True but anyone who goes out and buys a new TV will have Freeview HD.


So called 'HD Ready' sets with DVB-T only tuners are still on sale.
IL
i-lied

With what and why?

If you read my earlier post, to upgrade viewers to an HD box, enabling them to switch offSD broadcasts on sat in order to save money and already be in HD.
Quote:

They are a commercial Pay-TV operation, what they do is up to them. They are only there to make money.

Yes they are a Pay-TV operator but Germany went digital so late that all the boxes will be DVB-S2 compatible already. It's also a cost-saving exercise. If they can run DVB-S2 transponders with more capacity then they need less transponders - hence a model the cash-strapped BBC can follow.
Quote:

That is because, like many PSBs in Europe,they have followed the EBU roadmap and gone 720p not 1080. It looks like ZDF will be going 1080/50p when they launch on DVB-T2 HEVC, though Das Erste are sticking with 720/50p.

It means though they can fit more on the transponder!
Quote:

Again - a commercial operation - not a PSB.
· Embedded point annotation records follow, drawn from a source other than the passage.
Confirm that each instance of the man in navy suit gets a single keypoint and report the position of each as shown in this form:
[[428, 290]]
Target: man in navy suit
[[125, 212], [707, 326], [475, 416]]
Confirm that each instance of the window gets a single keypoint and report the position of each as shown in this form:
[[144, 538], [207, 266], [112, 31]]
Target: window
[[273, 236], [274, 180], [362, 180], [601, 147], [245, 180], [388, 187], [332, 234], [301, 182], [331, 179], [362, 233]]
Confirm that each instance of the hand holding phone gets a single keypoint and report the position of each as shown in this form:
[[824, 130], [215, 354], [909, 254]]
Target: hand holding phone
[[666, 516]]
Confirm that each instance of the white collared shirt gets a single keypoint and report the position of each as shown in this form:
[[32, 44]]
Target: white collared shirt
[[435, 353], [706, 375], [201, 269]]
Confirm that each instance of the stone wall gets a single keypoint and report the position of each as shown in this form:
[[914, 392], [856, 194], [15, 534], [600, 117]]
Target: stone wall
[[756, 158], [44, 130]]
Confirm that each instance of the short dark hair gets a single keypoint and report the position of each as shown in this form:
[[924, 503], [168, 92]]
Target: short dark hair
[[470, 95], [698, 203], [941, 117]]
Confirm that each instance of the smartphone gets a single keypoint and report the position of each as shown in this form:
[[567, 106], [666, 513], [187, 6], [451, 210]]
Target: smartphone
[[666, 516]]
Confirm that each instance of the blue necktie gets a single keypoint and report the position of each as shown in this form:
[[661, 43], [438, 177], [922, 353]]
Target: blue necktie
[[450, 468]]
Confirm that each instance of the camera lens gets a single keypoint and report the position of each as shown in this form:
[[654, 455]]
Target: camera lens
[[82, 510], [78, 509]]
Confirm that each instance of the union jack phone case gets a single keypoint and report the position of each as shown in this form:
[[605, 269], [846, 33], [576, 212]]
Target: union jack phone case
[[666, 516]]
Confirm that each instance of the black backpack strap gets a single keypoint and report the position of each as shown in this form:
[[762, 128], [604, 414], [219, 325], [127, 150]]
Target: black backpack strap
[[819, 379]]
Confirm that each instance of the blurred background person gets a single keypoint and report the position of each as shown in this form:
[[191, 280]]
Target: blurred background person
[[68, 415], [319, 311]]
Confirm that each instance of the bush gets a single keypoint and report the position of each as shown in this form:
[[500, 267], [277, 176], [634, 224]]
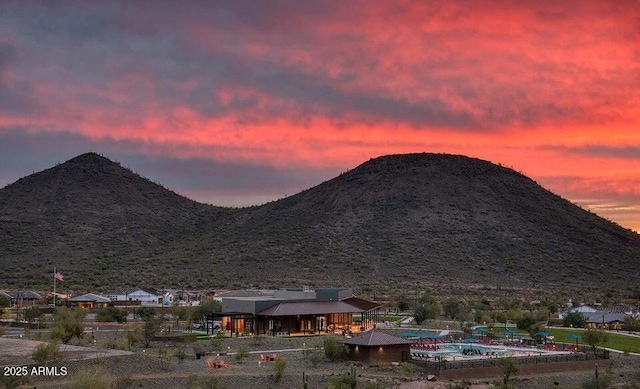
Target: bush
[[278, 369], [334, 350], [347, 380], [242, 354], [94, 377], [68, 324], [111, 314], [47, 354]]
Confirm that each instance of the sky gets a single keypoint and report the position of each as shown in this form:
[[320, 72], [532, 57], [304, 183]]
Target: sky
[[241, 102]]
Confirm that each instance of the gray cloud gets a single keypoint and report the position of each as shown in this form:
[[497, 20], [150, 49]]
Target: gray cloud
[[204, 180]]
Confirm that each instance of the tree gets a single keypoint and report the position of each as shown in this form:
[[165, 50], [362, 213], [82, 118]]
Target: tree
[[526, 322], [47, 354], [31, 314], [110, 314], [333, 349], [347, 380], [68, 323], [145, 313], [278, 369], [151, 323], [575, 320], [180, 313], [595, 337], [426, 308], [631, 323], [451, 308], [205, 308], [509, 367]]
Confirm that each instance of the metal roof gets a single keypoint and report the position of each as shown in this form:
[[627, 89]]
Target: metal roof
[[376, 338], [90, 297], [310, 308], [363, 304], [601, 316]]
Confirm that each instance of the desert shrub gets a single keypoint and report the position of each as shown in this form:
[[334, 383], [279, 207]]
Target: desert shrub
[[134, 336], [111, 314], [180, 354], [347, 380], [242, 354], [68, 323], [47, 354], [407, 370], [278, 369], [13, 381], [93, 377], [334, 350], [258, 340]]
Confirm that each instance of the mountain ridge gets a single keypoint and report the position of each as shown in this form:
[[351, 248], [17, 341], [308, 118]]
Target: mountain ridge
[[393, 221]]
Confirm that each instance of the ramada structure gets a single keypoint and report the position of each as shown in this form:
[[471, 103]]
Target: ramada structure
[[297, 311]]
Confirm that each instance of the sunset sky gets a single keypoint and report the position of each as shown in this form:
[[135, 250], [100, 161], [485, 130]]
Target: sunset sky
[[241, 102]]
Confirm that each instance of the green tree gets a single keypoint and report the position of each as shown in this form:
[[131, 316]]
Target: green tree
[[145, 313], [575, 320], [347, 380], [526, 322], [31, 314], [509, 367], [4, 301], [595, 337], [68, 323], [407, 370], [150, 329], [111, 314], [278, 369], [206, 307], [426, 308], [47, 354], [242, 353], [180, 313], [451, 309], [631, 323], [334, 350]]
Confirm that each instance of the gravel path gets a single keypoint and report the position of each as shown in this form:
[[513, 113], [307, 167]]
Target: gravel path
[[147, 368]]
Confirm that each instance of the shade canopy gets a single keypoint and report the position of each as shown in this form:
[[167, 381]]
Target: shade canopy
[[419, 335]]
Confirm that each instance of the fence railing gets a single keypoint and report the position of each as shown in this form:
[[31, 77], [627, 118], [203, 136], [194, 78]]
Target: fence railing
[[586, 355]]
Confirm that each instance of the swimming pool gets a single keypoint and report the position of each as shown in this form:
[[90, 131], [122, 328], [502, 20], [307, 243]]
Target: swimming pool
[[464, 351]]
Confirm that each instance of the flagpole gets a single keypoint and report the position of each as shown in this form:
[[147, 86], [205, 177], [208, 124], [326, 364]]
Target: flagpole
[[54, 288]]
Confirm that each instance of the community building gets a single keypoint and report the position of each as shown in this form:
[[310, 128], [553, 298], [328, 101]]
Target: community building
[[305, 311], [378, 348], [90, 300]]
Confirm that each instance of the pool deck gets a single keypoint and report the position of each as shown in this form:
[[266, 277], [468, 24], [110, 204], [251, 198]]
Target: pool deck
[[445, 351]]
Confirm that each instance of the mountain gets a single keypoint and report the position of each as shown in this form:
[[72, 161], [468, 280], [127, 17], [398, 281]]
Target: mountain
[[394, 222]]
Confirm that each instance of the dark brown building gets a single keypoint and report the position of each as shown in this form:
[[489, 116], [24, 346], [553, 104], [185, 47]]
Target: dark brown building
[[378, 348]]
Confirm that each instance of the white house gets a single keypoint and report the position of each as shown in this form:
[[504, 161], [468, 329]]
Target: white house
[[145, 296]]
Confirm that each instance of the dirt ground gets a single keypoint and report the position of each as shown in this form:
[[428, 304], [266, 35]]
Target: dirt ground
[[169, 364]]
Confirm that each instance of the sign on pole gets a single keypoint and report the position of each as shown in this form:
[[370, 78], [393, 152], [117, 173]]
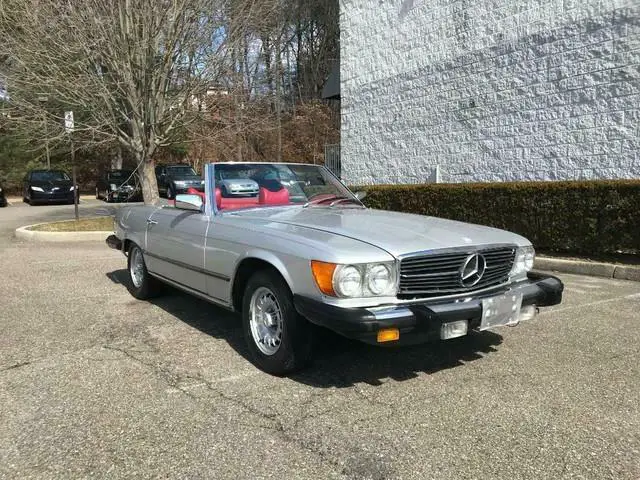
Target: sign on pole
[[68, 122]]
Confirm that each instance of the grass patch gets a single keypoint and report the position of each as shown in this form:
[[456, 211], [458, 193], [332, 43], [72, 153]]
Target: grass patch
[[95, 224]]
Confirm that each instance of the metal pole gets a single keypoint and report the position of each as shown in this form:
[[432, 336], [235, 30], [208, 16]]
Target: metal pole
[[76, 195]]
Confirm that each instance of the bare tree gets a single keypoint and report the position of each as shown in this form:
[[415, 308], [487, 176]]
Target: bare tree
[[131, 70]]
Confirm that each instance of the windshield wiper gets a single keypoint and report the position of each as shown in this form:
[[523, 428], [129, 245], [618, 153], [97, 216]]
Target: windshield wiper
[[334, 199]]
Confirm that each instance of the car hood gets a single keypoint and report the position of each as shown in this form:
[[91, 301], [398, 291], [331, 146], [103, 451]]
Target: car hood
[[397, 233], [186, 178], [49, 184]]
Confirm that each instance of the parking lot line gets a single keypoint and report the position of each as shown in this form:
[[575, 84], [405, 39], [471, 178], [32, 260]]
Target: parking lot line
[[553, 311]]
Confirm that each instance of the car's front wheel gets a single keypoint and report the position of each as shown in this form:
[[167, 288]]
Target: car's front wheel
[[141, 285], [278, 338]]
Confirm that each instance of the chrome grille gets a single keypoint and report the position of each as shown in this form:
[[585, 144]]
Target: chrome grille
[[440, 273]]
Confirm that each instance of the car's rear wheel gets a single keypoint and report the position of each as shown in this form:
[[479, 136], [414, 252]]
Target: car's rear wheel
[[278, 338], [141, 285]]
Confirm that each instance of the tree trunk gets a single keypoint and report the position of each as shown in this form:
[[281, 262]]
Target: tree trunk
[[278, 101], [116, 160], [149, 182]]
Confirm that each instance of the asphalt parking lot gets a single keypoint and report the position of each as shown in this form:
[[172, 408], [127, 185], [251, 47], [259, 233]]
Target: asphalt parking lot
[[94, 383]]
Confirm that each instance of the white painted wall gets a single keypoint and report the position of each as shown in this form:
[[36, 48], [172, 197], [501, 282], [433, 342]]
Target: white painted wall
[[489, 90]]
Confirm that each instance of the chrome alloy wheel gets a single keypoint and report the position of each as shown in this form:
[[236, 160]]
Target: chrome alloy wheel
[[265, 320], [136, 270]]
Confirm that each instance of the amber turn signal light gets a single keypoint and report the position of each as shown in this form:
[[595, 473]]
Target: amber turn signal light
[[323, 275], [388, 335]]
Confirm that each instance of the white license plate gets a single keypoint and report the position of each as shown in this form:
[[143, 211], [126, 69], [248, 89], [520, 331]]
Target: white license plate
[[502, 310]]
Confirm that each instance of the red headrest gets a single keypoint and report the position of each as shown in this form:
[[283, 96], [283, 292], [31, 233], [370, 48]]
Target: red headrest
[[193, 191], [267, 197]]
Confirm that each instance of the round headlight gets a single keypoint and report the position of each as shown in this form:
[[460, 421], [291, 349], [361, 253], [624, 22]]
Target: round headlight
[[348, 281], [378, 279]]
Getting ahead of TNT in this case and saying to the French Government that we can do this before you.
Quote:

Isn't it TNTSat vs Fransat though ? TNTSat have gone DVB-S2 already, but Fransat are still DVB-S?


No. FranSat are run by the Government so will presumably switchover when TNT does on the ground. The idea behind them is to allow the parts of the country who can't get an adequate signal with an aerial to pick up the TNT service. The switchover to HD only is a cost saving measure and other platforms are merely following suit.